Bayerischer Landtag

Europaausschuss: Grundsätze für Entwicklungszusammenarbeit sind veraltet - Alle Fraktionen im Landtag stimmen Aktualisierung zu

Dienstag, 12. April 2011
– Von Heidi Wolf –

Die Grundsätze für die Bayerische Entwicklungs-Zusammenarbeit sind veraltet. Sie stammen aus dem Jahre 1992 und sollen deshalb aktualisiert werden. Der Europaausschuss des Bayerischen Landtages hat am Dienstag drei fraktionsübergreifende Anträge zum Thema Entwicklungs-Zusammenarbeit einstimmig befürwortet. Danach soll die Bayerische Staatsregierung dem Landtag in regelmäßigen Abständen einen schriftlichen Bericht über ihre entwicklungspolitischen Aktivitäten vorlegen, damit das Parlament die Projekte intensiver begleiten kann. Die Zuständigkeit für Eine-Welt-Politik soll bis spätestens zum Beginn der nächsten Legislaturperiode in der Staatskanzlei gebündelt werden.

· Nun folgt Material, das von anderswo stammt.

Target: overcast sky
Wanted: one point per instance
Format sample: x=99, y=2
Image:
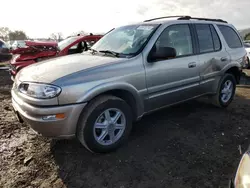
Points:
x=39, y=18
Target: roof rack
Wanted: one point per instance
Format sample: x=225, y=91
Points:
x=187, y=18
x=205, y=19
x=164, y=17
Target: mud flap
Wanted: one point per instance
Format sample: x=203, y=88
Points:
x=19, y=118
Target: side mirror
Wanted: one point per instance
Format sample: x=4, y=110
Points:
x=161, y=53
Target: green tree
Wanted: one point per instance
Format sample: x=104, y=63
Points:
x=247, y=36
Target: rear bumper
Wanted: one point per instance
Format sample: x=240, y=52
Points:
x=58, y=128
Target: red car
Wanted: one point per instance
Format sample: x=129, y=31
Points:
x=37, y=51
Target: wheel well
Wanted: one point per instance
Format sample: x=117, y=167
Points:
x=126, y=96
x=236, y=72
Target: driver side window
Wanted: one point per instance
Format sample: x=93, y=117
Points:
x=177, y=37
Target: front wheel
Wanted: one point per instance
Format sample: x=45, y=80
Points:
x=105, y=124
x=226, y=91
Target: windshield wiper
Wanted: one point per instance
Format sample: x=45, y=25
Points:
x=116, y=54
x=93, y=50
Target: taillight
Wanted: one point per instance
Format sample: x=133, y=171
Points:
x=245, y=61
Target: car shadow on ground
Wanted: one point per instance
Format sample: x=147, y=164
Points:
x=190, y=145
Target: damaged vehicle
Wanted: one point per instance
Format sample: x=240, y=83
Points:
x=5, y=54
x=34, y=52
x=130, y=72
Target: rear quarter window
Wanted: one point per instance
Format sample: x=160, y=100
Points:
x=232, y=38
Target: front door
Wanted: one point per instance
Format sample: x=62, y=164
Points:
x=173, y=80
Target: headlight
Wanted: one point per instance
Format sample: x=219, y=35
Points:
x=40, y=91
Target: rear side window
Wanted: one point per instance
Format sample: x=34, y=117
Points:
x=205, y=38
x=216, y=39
x=231, y=37
x=177, y=37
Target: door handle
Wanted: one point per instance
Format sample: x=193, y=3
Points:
x=223, y=59
x=192, y=65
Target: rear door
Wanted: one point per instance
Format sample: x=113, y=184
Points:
x=212, y=56
x=173, y=80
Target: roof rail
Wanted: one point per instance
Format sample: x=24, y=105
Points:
x=187, y=18
x=164, y=17
x=205, y=19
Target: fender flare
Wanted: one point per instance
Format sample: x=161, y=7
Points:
x=108, y=87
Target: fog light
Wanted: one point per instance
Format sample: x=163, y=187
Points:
x=54, y=117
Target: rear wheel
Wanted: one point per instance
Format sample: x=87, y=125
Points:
x=105, y=124
x=248, y=63
x=226, y=91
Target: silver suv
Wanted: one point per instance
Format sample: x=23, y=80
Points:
x=130, y=72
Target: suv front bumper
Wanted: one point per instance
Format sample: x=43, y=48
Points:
x=57, y=128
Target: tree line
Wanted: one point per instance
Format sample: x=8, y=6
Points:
x=6, y=34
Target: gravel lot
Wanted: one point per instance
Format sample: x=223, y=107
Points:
x=189, y=145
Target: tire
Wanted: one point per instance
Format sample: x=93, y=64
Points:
x=87, y=132
x=248, y=63
x=218, y=98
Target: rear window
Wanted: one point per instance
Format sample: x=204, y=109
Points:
x=231, y=37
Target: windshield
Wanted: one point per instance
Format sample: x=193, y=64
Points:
x=66, y=42
x=126, y=40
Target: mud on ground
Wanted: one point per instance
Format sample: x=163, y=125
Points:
x=189, y=145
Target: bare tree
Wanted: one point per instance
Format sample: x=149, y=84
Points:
x=4, y=33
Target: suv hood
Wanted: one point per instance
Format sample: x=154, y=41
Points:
x=51, y=70
x=34, y=47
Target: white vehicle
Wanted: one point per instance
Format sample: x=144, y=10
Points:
x=247, y=47
x=18, y=44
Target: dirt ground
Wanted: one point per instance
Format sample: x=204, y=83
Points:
x=189, y=145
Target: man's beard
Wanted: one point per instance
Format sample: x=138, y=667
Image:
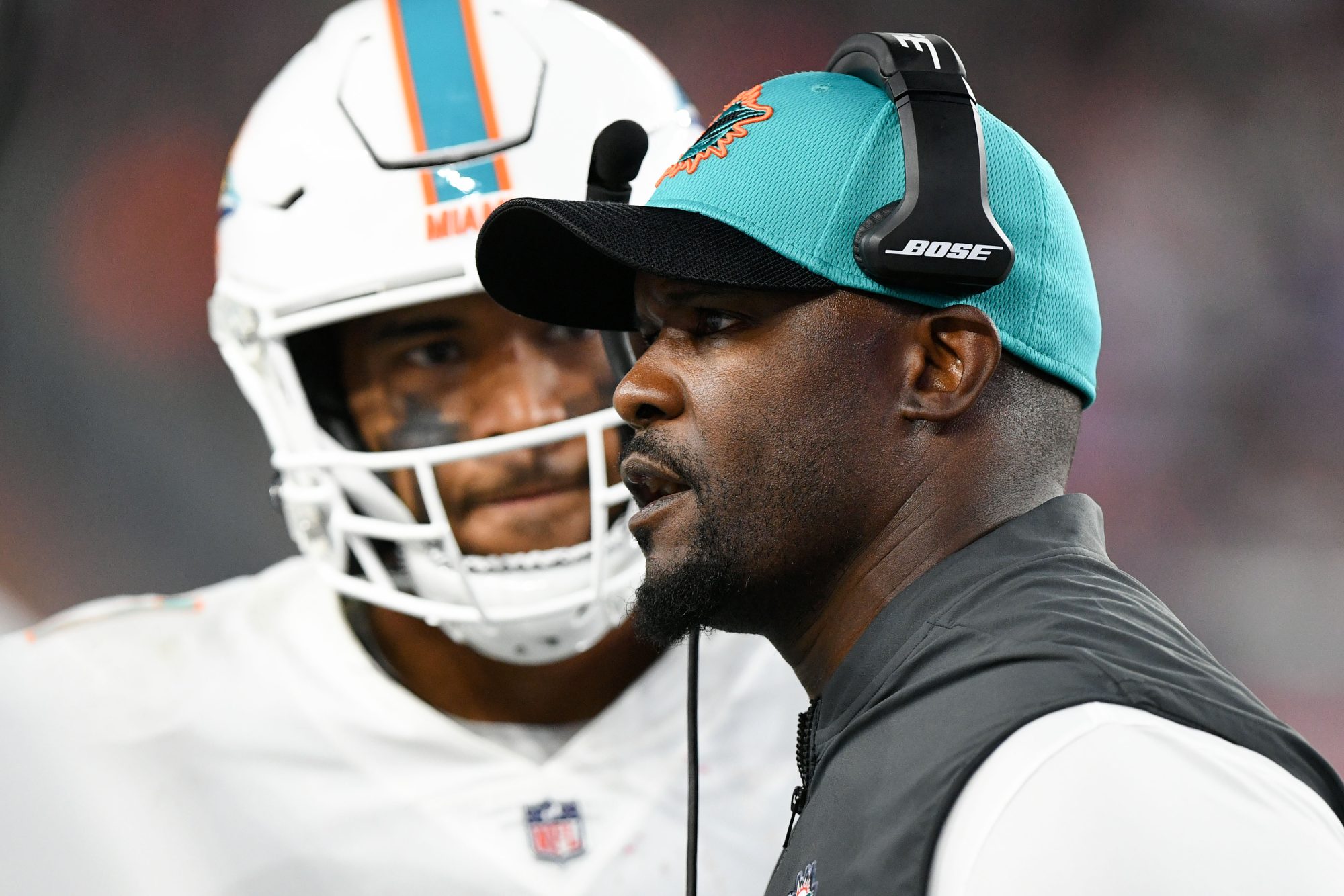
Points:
x=716, y=585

Ja zu den Anträgen, aber nein zum Gesetzentwurf, den die SPD-Fraktion für ein Entwicklungs-Zusammenarbeitsgesetz des Freistaates Bayern vorlegte. Dr. Simone Strohmayr begründete die Initiative mit der Massenarmut und der sozialen Instabilität, die sich in vielen Teilen der Erde ausbreite. „Wir müssen näher zusammenrücken“, betonte die Politikerin, die in Bayern eine aktuelle entwicklungspolitische Strategie vermisst. Es fehle an der regelmäßigen Einbindung und Information des Landtags, kritisierte Simone Strohmayr.

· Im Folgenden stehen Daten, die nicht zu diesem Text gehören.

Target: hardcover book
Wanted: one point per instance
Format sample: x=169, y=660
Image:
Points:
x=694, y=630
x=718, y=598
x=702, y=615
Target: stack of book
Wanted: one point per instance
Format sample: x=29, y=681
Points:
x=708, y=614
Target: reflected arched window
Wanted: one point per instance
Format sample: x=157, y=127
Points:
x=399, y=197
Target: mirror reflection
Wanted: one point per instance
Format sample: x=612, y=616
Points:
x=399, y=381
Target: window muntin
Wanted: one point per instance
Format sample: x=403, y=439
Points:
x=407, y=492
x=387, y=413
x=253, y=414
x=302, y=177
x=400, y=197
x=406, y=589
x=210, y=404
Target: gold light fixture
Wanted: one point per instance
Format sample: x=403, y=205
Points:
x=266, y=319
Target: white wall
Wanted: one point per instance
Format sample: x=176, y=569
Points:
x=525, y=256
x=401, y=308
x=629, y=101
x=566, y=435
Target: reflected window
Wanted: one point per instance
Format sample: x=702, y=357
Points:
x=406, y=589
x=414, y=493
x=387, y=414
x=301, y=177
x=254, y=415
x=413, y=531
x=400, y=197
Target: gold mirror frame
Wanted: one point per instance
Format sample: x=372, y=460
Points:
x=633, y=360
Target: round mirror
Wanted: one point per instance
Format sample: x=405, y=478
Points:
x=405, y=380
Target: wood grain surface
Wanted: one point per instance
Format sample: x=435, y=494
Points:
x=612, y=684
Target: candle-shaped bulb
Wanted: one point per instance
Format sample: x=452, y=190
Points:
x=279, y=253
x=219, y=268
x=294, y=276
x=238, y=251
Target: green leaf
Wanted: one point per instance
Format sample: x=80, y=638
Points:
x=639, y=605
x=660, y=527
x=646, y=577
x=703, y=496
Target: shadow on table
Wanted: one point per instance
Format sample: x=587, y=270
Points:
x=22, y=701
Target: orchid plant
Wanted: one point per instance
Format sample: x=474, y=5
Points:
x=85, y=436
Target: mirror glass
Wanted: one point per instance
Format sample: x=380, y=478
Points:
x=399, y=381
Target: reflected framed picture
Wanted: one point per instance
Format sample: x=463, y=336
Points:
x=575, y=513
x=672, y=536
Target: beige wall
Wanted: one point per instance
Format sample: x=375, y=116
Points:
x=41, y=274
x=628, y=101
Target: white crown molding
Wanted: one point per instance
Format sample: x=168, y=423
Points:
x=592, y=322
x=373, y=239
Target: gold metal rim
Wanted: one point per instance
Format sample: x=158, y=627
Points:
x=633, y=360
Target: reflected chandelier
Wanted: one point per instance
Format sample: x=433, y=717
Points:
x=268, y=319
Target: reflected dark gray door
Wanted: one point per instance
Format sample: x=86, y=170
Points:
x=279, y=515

Die Forderungen der SPD-Fraktion ließen sich auch ohne Gesetz verwirklichen, hielten die Mitglieder aus anderen Fraktionen dagegen. „Wir stimmen den Zielen voll zu, aber ist dafür ein Gesetz erforderlich?“, fragte Joachim Hanisch von den Freien Wähler. Auch Eberhard Sinner (CSU) hielt ein Gesetz für nicht notwendig. Die drei fraktionsübergreifenden Anträge erfüllten den Zweck voll. Dr. Martin Runge (Bündnis 90/Die Grünen) nannte die gemeinsamen Anträge ebenfalls eine erfreuliche Initiative.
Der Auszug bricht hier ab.